UNE ÉNERGIE PROPRE ET DURABLE POUR LES FOYERS

Un parcours dans plusieurs usines sucrières et distilleries du pays a permis de mesurer les efforts déployés par le groupe AzCuba pour accélérer l’exécution des travaux et entamer la récolte 2015-2016 dans de meilleures conditions environnementales. La construction d’usines de traitement de déchet est accompagnée d’actions de sensibilisation et de formation.

La sucrerie Melanio Hernandez, de Sancti Spiritus, qui jusqu’il y a peu était considérée comme l’un des principaux pollueurs dans cette province, a résolu une partie du problème grâce à la mise en place de techniques de séparation par évaporation automatisés qui permettent de récupérer des eaux réutilisables dans l’industrie, a expliqué Rodolfo Pérez Arteaga, responsable du Groupe technique de cette usine sucrière.

« Il y a déjà 17 ans que les eaux usées sont utilisées pour l’irrigation fertilisante de la canne à sucre. À présent, nous veillons à ne pas saturer les sols, car ces terrains sont situées dans le bassin de la rivière Zaza, qui alimente en eau d’importantes populations, le bétail et les cultures », a indiqué quant à lui Oscar de la Cruz, directeur de l’Entreprise chargée de la prise en charge des producteurs sucriers.

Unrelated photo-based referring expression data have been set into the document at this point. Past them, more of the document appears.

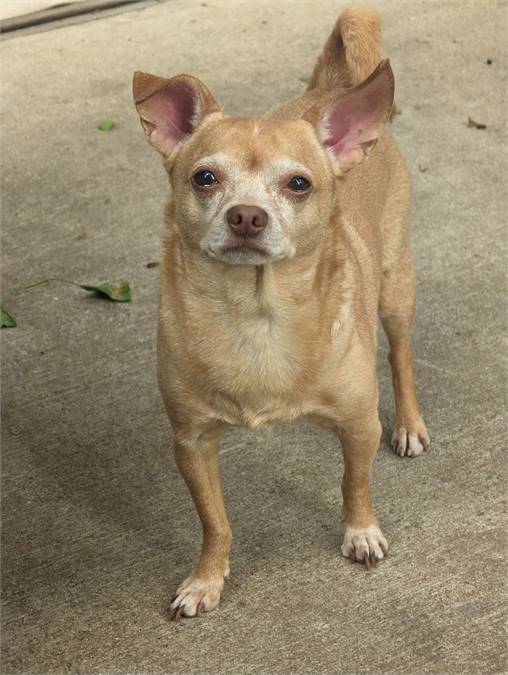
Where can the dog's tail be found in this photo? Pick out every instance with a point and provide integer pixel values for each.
(351, 53)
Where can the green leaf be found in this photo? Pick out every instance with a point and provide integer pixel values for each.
(7, 320)
(119, 291)
(106, 125)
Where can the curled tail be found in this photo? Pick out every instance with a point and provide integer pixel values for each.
(351, 53)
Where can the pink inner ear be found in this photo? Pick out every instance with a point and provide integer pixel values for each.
(171, 111)
(357, 117)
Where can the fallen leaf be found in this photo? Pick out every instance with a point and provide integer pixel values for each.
(106, 125)
(119, 292)
(475, 125)
(7, 320)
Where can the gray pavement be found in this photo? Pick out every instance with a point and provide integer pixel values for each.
(98, 527)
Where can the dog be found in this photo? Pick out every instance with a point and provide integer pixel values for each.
(287, 236)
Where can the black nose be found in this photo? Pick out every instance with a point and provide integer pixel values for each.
(246, 221)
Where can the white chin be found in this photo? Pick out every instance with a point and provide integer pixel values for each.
(243, 257)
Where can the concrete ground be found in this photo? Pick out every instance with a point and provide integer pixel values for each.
(98, 528)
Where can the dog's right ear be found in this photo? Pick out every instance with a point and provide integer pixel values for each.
(170, 110)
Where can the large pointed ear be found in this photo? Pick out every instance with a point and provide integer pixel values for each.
(349, 126)
(170, 110)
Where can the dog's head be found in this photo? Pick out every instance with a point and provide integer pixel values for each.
(253, 191)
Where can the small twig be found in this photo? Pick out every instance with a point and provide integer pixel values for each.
(18, 289)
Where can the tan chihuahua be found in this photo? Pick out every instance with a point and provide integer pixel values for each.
(283, 244)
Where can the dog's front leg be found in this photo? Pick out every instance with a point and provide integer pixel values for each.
(363, 539)
(199, 466)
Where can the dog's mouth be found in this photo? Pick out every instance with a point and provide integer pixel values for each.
(244, 245)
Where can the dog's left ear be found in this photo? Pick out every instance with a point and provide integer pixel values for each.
(170, 110)
(349, 126)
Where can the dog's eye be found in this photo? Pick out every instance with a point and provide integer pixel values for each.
(205, 178)
(298, 184)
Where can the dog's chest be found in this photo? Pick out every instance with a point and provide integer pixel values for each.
(256, 368)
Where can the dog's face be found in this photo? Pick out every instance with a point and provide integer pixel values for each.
(249, 191)
(252, 191)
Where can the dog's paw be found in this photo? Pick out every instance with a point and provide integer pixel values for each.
(366, 545)
(195, 596)
(410, 439)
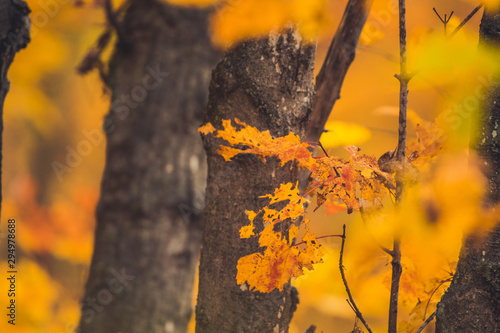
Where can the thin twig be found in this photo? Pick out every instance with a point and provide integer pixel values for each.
(351, 300)
(401, 157)
(112, 17)
(457, 29)
(421, 328)
(340, 55)
(445, 20)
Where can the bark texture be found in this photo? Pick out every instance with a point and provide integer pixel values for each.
(268, 84)
(14, 36)
(472, 303)
(148, 217)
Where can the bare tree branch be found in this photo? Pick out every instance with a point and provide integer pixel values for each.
(338, 59)
(403, 78)
(457, 29)
(351, 300)
(431, 317)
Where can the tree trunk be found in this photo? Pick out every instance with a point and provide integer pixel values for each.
(268, 84)
(14, 36)
(472, 303)
(148, 217)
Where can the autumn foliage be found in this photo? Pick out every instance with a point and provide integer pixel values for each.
(360, 183)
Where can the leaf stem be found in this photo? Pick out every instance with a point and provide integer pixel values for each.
(327, 236)
(351, 300)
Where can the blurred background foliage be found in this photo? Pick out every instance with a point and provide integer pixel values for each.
(50, 108)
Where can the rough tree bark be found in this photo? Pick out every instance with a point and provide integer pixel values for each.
(472, 303)
(148, 217)
(14, 36)
(267, 83)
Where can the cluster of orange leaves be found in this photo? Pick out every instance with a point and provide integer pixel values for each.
(338, 184)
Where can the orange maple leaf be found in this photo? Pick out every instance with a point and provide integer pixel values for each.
(287, 148)
(279, 262)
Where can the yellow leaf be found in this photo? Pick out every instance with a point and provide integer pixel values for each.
(206, 129)
(343, 134)
(256, 18)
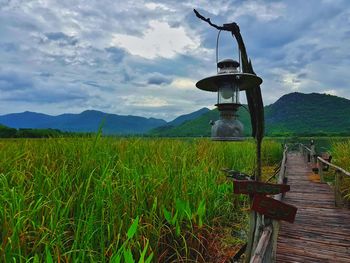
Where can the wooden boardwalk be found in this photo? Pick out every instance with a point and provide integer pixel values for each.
(321, 232)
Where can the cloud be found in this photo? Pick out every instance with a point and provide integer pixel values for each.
(158, 79)
(159, 40)
(144, 57)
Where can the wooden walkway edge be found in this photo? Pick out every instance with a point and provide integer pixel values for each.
(321, 232)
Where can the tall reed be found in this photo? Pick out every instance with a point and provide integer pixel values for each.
(118, 200)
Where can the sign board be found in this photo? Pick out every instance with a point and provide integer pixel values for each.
(254, 187)
(274, 209)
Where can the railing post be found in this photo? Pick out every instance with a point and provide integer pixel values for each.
(337, 194)
(320, 169)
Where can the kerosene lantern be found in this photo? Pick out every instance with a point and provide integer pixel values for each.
(228, 82)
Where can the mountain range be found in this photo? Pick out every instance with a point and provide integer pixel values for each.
(294, 113)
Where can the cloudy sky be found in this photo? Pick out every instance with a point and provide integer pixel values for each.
(142, 57)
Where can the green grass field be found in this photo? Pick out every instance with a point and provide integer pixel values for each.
(122, 200)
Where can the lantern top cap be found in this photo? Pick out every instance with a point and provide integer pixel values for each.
(227, 63)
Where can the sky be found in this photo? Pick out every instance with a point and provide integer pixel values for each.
(137, 57)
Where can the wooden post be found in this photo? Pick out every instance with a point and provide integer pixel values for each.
(320, 169)
(259, 254)
(337, 194)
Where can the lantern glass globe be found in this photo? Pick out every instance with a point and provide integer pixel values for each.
(226, 92)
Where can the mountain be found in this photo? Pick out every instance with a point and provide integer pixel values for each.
(87, 121)
(199, 127)
(187, 117)
(292, 114)
(90, 121)
(300, 113)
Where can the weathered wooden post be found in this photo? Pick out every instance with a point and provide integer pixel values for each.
(234, 76)
(337, 193)
(320, 166)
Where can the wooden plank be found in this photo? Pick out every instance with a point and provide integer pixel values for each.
(254, 187)
(320, 232)
(274, 209)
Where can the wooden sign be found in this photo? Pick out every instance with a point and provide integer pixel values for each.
(253, 187)
(274, 209)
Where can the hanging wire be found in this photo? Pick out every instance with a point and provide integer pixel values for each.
(217, 50)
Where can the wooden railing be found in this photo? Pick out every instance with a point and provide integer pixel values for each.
(266, 248)
(321, 165)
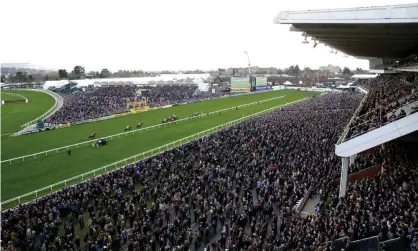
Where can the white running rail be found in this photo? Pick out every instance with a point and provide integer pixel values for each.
(110, 137)
(14, 94)
(47, 113)
(121, 163)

Même si les paysans vivant dans la partie sud de la sucrerie Hector Molina, à Mayabeque, déplorent les pertes des affluents de l’usine qui sillonnaient une vaste frange jusqu’au littoral, où la pêche était particulièrement fructueuse et ils employaient ces eaux comme engrais, les ouvrages entrepris ont permis de contrer la pollution silencieuse qui, des siècles durant, avait sérieusement dégradé les écosystèmes de la province.

Nombre des nouveaux ouvrages ont contribué à rationaliser et humaniser le travail, grâce notamment à l’automatisation des systèmes de pompage de la distillation, de repompage des eaux résiduelles, de distillation et de la génération de vapeur.

Détail intéressant, l’usine de traitement de déchets Heriberto Dusuqesne, la seule en son genre dans le pays, fournit du biogaz qui sert de carburant non seulement pour les deux usines mais aussi pour les cuisines d’une quarantaine de foyers d’une communauté environnante. Un exemple qui justifie n’importe quel investissement puisqu’il est amorti à court terme et permet d’obtenir un bénéfice social élevé.